Earlier this morning, this author discussed the three Astros who are trending up following the first eight games of spring training.
Like I previously remarked in my earlier post, spring training statistics do not matter for the most part. There are exceptions, though. These exceptions could allow one to determine who can be a break out waiting to happen. Or, maybe a letdown.
The Astros, like all teams, are not immune to players not performing well. It wouldn’t be baseball if struggles didn’t occur.
Regarding Reed’s case, it is reasonable to invoke the small sample size argument. Honestly, you can invoke this train of reasoning in any players circumstances this time of the year.

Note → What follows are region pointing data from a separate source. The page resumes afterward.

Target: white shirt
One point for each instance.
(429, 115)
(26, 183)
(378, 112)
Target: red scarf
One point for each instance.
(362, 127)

That said, Reed has a lot to prove. While his minor league numbers are solid and respectable, he hasn’t experienced much success in the majors.
This year, though, is meant to be different. Reed has shown up to camp in better shape than he has in the past. Of course, the same is said of Matt Kemp in recent years.

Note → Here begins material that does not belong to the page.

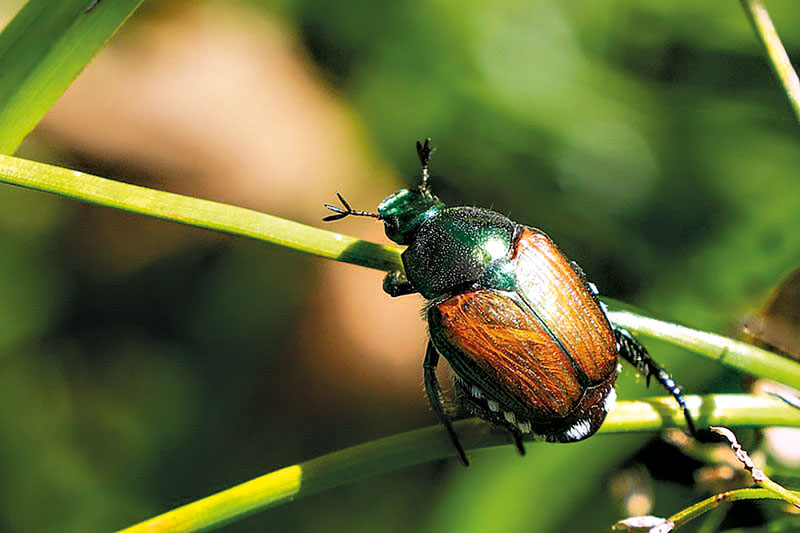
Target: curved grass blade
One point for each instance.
(42, 50)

Thus far, Reed has not shown the signs of a hitter ready to take his next hack at the majors.
The former top prospect has struck out six times in spring training. J.D. Davis and Tyler White, Reed’s primary competition in camp, has been more effective in the early going. It’s still way too early to write off Reed, yet he will have to turn the ship around soon.

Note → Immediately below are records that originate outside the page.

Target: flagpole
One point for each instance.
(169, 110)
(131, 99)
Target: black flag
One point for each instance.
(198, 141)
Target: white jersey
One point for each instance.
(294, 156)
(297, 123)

Already on the outside looking in for a bullpen role, Hoyt essentially needed a spotless spring training. Unfortunately for Hoyt, he likely damaged his chances with a rough first outing when he allowed four runs on four hits against the Marlins.
If there is a silver lining for Hoyt, its the fact that his rough outing was his first of the year. Teams realize that one miserable appearance doesn’t mean everything is terrible. It could be just a blip on the radar. Will Harris had a similar outing in his first appearance, too.
At the same time, the stakes for Hoyt are higher right now with less room for error. To his benefit, he didn’t allow a run in his second outing. There is just no room for him right now without an unforeseen development.
Rondon, in conjunction with Joe Smith, were two of the notable bullpen additions in the offseason. Alas, Rondon’s spring debut as an Astro did not go well.
Four runs in all were allowed by Rondon. The worst part? The outing came on Rondon’s 30th birthday. Ouch. Not a great way to remember a milestone birthday.
We have yet to see Rondon back in action following his Astros debut on February 26th. Today is March 2nd. The odds are that we will likely see Rondon in work again shortly. Like I previously remarked about Reed and Hoyt, it’s still too early to write off Rondon. Unless he completely implodes in camp, he will make the Opening Day roster.